Un ciel nuageux postillonne sur ma tête. Je
revêtis mon imperméable, mais ne réalise que trop tard, lorsque ma vie est
fermement attachée au vélo, que j’ai oublié la housse de pluie sur mon sac.
Bah! Je me lance sur la route.
Tout roule doucement, pour un kilomètre ou
deux, avant que mes vitesses ne recommencent à sauter. De bons mécanos à Banff!
Quelques kilomètres et ma douleur ressurgit. Les deux genoux, mais désormais,
le droit gémit plus que le gauche.
J’entends une fermeture éclair se dézipper
et les nuages cessent de postillonner. Soudainement, le ciel me pisse sur la
tête, un jet puissant qui n’en finit plus.
Mon sac imbibe la pluie. J’ai froid.
Je freine dans une rivière. Le casque et
les gants que je dépose sur la selle du vélo s’envole au vent. Derrière un
caleçon je déniche mon sweat-shirt, puis je recouvre mon backpack de sa housse
de pluie. L’averse me douche. Ça tombe bien, je pue.
Prochain achat : des pantalons
imperméables. La pluie ruisselle sur mes jambes, imprègne mes chaussettes et
inonde mes bottes. Mon caleçon en éponge aussi. Le tissu humide contre mes
cuisses me rappelle l’enfance quand je pissais dans mes culottes. Je
préfèrerais ça; l’urine me réchaufferait.
Le ciel tombe sur ma tête et les vents me
frigorifient, néanmoins, je m’amuse. Je m’amuse! Un peu de pluie faisait
toujours partie du plan. Enfin, une chose qui se déroule comme prévu!
Je baisse la tête pour protéger mes yeux. La
rivière sous ma bicyclette reflète le blanc brillant des sommets enneigés,
illuminés par un soleil invisible. Une heure plus tard, sa chaleur me caresse
enfin. Le pipi sèche, la rivière s’évapore, la route réapparaît.
Je n’aperçois jamais le signe, néanmoins à
ce moment précis je sais avoir traversé les frontières dans une différente
province. J’ai délaissé la sombre et froide beauté des Rocheuses albertaines
pour m’aventurer dans les vivants, chauds et colorés paysages de la belle
Colombie-Britannique. Les plaques d’immatriculation en témoignent. Ici, le
soleil brille toujours de mille feux, le ciel plus bleu, l’herbe et les feuilles
plus vertes, la brise chaude et accueillante.

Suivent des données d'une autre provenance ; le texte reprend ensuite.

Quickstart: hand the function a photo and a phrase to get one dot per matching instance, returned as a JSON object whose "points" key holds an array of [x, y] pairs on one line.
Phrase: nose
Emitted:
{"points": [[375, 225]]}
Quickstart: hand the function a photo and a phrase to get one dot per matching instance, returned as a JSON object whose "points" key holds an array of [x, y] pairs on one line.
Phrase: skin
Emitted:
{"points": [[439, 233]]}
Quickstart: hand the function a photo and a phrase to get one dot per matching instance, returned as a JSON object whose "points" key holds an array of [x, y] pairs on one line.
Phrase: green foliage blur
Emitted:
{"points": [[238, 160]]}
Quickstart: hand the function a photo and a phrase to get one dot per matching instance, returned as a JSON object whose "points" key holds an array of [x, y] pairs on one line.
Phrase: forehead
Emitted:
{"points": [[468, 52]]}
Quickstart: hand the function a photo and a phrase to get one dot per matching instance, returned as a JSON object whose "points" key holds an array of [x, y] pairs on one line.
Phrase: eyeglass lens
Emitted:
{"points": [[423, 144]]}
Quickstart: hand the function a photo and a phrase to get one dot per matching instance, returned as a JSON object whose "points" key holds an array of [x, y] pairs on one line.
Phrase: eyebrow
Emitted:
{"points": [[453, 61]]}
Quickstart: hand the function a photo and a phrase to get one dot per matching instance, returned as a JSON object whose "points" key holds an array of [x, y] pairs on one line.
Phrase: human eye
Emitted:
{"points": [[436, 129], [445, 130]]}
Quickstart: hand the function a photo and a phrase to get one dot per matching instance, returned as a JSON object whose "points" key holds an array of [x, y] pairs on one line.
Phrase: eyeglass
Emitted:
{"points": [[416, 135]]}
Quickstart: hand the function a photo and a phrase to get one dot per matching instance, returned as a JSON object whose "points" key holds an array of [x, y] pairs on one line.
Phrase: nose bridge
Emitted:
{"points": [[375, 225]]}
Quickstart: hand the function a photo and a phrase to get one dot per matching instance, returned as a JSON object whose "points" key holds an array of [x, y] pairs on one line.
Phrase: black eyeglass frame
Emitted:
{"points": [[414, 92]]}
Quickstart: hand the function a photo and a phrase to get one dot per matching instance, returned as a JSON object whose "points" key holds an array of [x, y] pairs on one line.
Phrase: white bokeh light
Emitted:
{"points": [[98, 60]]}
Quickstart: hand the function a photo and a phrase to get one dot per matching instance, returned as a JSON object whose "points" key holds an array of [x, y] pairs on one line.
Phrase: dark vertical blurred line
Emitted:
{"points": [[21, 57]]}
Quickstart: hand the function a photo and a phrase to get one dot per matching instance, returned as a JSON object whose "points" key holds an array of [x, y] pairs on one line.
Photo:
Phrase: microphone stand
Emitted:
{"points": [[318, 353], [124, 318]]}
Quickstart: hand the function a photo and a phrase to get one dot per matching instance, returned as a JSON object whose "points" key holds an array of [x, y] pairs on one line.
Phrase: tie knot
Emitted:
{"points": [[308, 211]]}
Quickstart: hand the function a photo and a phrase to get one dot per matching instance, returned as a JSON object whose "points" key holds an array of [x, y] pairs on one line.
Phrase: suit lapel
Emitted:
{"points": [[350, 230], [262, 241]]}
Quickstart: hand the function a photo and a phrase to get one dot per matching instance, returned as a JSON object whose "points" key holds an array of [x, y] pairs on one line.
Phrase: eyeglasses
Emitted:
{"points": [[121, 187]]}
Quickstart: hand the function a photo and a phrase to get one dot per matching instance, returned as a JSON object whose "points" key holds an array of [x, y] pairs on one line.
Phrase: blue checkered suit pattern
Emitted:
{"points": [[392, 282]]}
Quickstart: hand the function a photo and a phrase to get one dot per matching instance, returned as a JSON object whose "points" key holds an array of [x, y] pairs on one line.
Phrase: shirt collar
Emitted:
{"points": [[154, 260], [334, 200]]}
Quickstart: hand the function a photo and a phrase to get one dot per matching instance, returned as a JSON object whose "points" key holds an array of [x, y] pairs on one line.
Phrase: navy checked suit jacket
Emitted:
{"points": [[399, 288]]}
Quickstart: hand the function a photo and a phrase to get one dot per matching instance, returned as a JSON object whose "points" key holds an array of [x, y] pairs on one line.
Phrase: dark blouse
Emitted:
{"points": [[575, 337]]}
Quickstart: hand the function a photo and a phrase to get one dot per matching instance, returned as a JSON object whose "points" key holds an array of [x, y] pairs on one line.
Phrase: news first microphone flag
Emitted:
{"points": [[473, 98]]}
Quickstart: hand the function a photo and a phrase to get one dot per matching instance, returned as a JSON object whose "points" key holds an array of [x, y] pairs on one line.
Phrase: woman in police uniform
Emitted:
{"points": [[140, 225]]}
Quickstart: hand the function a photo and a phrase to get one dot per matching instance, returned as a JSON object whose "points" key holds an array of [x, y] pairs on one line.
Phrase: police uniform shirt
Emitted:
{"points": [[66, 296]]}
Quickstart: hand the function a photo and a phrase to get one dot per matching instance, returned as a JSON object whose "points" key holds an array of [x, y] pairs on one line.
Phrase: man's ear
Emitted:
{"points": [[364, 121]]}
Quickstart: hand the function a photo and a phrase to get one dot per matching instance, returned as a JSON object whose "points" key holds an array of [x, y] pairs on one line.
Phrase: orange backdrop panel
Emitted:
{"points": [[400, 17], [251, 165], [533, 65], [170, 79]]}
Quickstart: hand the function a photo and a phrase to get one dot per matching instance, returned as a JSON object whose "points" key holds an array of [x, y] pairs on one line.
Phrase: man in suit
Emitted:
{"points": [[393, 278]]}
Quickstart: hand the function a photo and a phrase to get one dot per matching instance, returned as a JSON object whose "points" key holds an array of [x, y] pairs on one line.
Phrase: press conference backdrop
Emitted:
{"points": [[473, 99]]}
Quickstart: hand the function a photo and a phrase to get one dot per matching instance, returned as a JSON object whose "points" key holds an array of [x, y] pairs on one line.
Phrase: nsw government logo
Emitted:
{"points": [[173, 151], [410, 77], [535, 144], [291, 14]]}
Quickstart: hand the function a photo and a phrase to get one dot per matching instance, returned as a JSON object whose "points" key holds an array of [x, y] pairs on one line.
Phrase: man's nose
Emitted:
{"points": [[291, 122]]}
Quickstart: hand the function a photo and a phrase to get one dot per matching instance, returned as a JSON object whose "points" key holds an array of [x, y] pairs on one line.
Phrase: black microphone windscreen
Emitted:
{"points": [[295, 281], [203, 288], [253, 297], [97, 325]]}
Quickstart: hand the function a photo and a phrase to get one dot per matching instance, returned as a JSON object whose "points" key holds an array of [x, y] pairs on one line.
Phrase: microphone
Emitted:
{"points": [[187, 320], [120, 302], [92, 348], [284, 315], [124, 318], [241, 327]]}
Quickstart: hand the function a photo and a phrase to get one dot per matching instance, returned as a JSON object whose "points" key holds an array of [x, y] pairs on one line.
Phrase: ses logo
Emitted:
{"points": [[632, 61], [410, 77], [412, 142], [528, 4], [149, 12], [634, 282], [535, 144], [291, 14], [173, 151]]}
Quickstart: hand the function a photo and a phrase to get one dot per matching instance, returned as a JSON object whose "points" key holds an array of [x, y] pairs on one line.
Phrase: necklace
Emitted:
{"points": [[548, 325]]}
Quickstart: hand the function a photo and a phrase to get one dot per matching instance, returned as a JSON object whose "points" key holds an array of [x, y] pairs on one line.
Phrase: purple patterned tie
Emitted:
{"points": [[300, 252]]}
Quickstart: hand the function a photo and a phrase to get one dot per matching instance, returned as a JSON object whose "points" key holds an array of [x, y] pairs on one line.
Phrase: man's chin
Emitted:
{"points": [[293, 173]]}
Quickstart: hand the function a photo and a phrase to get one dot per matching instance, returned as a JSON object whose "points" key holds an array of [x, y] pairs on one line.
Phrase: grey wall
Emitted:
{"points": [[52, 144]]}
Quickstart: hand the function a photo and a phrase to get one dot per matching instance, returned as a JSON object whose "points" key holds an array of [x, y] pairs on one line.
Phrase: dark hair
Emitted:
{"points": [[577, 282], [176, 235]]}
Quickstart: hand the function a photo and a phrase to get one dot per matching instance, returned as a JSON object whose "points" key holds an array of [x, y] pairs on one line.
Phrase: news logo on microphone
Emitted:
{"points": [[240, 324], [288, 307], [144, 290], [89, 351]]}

En traversant un pont surplombant une
vallée, j’hurle aux loups. C’est dans ces moments de dépassement de soi, lorsqu’on
transcende son humanité pour se fondre à la majesté sublime de la nature, que bat
le cœur. L’euphorie estompent tous les maux. J’abandonne les Albertains au
cancer de leurs sables bitumineux. J’abandonne mon vélo. J’abandonne mes
genoux. Je flotte.
J’entrevois des chevreuils empaillés plus
loin. Belle déco. Néanmoins, pourquoi leur poil est-il si pâle? Plus j’avance,
plus les animaux se dessinent. Je discerne des cornes, et une tête bouge. C’est
alors que je lis le signe : « Chèvres de montagne sur huit
kilomètres. » Mes premières chèvres de montagne à vie! Nous ne nous
quittons pas des yeux jusqu’au tournant d’une montagne.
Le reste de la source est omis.